Ich muss ehrlich sagen: Ich bin selig vor Glück. Viele Leute haben mir im Vorfeld gesagt, der dritte Roman sei immer der schwerste. Doch nun höre ich die schönsten Worte von Lesern, die die 425 Seiten des Buches noch am Tag seiner Erscheinung verschlungen haben. Rezensionen lese ich ja seit Jahren aus Prinzip nicht, aber das Feedback, das ich auf meiner bisherigen Lesereise und per Mail bekommen habe, fühlt sich bereits wie die größtmögliche Belohnung an.

ONETZ: Nach drei Familienromanen in Folge – locken Sie jetzt auch mal andere Genres?

Ach, die Genre-Frage. Grundsätzlich kann man jeden Roman mit mehreren Etiketten versehen. Mein erster Roman „Blasmusikpop“ wurde zum Beispiel oft als „Coming-of-Age-Roman“ bezeichnet, und „Rückwärtswalzer ist genau so „Roadmovie“ wie Familienroman. Also die Frage, was das nun genau ist, ist schwerer zu beantworten, als es auf den ersten Blick scheint. Bitte nicht vergessen: wir sprechen über Literatur, nicht über Milchprodukte. Es macht einen Unterschied, ob ich laktosefreie Milch, Buttermilch oder Vanillemilch kaufe. Aber bei Romanen ist einzig und allein wichtig, ob er gefällt.

Info:

Service

Karten 9 Euro im Vorverkauf bei der Buchhandlung Volkert, Tel. 09661/812373.
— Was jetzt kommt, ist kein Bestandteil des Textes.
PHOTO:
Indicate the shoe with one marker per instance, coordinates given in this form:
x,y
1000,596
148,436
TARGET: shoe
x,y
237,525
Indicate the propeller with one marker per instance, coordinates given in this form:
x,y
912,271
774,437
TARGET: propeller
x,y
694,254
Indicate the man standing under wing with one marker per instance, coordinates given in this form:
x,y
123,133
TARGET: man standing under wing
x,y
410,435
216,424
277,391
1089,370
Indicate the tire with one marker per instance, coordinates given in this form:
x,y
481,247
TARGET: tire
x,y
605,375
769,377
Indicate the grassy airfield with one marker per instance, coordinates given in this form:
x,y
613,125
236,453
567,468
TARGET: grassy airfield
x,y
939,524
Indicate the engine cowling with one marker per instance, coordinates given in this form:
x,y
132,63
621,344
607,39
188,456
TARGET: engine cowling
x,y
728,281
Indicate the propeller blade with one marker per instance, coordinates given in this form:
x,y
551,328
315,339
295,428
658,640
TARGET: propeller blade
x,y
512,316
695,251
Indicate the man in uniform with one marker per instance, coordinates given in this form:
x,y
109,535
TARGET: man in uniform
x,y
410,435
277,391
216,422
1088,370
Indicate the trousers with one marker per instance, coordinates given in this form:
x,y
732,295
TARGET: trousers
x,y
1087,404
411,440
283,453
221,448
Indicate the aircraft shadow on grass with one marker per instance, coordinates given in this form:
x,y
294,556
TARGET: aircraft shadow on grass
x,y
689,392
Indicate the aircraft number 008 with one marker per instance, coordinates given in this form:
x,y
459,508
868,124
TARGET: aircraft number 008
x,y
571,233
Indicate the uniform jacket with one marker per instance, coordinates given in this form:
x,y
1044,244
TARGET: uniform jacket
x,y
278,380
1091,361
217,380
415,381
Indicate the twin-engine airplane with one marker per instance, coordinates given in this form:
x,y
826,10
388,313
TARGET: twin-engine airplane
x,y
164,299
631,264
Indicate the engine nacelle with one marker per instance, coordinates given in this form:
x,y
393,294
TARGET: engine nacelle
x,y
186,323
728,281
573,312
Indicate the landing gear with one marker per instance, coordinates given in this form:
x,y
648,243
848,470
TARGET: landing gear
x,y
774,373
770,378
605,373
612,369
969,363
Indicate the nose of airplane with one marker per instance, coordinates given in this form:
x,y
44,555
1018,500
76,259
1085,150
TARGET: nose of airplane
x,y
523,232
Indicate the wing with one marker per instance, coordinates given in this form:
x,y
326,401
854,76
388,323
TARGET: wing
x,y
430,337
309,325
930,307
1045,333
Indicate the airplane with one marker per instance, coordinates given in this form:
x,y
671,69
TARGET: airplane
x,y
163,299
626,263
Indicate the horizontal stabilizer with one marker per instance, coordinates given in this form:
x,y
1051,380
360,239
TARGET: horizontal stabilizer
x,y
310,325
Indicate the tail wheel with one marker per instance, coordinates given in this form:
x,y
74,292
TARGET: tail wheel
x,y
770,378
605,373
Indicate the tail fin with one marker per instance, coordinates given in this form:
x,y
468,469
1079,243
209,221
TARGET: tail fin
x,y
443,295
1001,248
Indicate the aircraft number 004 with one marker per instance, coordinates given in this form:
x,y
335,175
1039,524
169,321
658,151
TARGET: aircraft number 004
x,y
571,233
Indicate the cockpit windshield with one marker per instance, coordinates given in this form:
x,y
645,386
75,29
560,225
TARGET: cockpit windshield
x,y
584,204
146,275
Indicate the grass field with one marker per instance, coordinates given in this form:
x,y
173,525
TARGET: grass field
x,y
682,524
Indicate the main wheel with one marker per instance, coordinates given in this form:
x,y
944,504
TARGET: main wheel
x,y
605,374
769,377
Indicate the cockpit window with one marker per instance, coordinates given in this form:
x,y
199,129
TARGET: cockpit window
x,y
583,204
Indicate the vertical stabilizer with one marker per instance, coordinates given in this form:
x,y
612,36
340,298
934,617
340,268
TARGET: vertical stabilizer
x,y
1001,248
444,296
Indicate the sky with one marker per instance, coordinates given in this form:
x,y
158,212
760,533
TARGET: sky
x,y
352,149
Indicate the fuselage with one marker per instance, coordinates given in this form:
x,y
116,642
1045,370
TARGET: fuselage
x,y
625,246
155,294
Der Roman „Rückwärtswalzer“, 432 Seiten, gebunden, ist im Verlag Kiepenheuer & Witsch erschienen und kostet 22 Euro.

Info:

Zur Person

Vea Kaiser studierte Altgriechisch und Latein an der Universität Wien. Die bekennende Anhängerin des SK Rapid Wien und leidenschaftliche Hobby-Köchin lebt in Wien. 2012 landete sie mit ihrem Roman-Debüt "Blasmusikpop oder Wie die Wissenschaft in die Berge kam" auf Anhieb an der Spitze der ORF-Bestenliste, der 2015 erschienene Nachfolger "Makarionissi oder Die Insel der Seligen" wurde ebenfalls ein Bestseller, den die Stiftung Ravensburger Verlag als "besten Familienroman" auszeichnete.